# Installation issue!



## phil (Feb 9, 2006)

Trying to install Suse 10, install the initial setup and first CD. It then reboots, automatically selects boot from hard drive and freezes. Not sure where to go from here, its meant to install over 5 disks. How do i get to disk 2. Hope this makes sense.


----------



## Dippyskoodlez (Feb 9, 2006)

phil said:
			
		

> Trying to install Suse 10, install the initial setup and first CD. It then reboots, automatically selects boot from hard drive and freezes. Not sure where to go from here, its meant to install over 5 disks. How do i get to disk 2. Hope this makes sense.

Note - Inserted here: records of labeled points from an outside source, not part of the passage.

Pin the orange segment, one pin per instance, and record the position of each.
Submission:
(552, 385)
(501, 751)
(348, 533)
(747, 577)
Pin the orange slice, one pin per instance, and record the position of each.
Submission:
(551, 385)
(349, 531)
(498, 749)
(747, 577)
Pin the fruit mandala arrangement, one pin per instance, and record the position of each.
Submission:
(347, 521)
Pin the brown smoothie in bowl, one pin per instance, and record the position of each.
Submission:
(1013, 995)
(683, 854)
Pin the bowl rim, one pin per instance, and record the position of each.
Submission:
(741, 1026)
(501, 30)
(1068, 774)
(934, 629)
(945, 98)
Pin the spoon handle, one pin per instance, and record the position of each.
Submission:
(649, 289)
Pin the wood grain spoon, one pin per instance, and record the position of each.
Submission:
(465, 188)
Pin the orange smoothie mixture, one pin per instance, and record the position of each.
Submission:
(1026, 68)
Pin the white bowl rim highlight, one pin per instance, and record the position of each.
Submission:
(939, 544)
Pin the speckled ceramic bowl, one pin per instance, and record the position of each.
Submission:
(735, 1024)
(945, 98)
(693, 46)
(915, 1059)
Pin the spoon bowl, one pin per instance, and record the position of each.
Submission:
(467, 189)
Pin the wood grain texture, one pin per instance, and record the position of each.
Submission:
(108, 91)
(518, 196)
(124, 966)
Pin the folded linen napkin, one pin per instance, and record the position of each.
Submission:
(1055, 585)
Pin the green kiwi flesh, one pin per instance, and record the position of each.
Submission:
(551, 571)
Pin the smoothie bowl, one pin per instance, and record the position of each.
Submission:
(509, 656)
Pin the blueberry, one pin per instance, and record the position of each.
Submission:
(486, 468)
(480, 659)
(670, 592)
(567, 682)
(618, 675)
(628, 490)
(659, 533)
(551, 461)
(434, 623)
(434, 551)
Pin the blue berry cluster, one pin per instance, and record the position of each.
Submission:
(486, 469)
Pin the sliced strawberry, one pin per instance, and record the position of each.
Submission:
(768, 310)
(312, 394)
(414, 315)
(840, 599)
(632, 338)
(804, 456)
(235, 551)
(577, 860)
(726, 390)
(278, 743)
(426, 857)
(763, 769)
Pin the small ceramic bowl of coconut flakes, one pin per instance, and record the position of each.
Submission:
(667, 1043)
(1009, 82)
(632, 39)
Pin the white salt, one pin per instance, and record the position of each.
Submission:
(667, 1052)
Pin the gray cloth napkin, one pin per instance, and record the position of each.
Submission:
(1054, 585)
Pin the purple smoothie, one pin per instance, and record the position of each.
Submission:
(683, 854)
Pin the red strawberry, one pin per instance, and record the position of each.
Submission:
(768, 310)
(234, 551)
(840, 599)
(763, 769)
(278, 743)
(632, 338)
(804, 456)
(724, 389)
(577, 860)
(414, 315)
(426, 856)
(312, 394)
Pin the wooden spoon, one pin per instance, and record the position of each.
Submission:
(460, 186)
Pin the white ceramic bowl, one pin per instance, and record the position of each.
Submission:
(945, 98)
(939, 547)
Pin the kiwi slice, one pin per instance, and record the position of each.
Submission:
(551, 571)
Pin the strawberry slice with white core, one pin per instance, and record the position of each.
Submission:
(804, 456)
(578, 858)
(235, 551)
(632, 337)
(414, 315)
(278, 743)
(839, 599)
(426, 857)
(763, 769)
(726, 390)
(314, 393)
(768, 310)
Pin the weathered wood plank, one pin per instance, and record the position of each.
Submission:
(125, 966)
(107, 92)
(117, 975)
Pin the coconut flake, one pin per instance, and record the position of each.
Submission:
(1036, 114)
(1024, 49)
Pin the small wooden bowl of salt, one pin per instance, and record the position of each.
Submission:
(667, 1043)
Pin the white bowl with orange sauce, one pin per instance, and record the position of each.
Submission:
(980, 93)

Have you checked any HCL's and see if your hardware is compatable? where does it freeze at? specs? are you overclocked?


----------



## Solaris17 (Feb 9, 2006)

you could try booting from cd again and installing again it may have currupted a file also if your over clocked go back to the original settings.


----------



## phil (Feb 10, 2006)

Tried installing again, it instals initial set up from cd 1 fine. It reboots, gets to the screen where it checks out your hardware etc and then it crash's. I checked all my hardware and it should be fine, only thing i may have trouble with is the grapic card. I can use the live version no trouble.


----------



## Dippyskoodlez (Feb 10, 2006)

MD5 the cd?


----------



## Solaris17 (Feb 10, 2006)

ya i agree with dippy this sounds like a currupt down load.


----------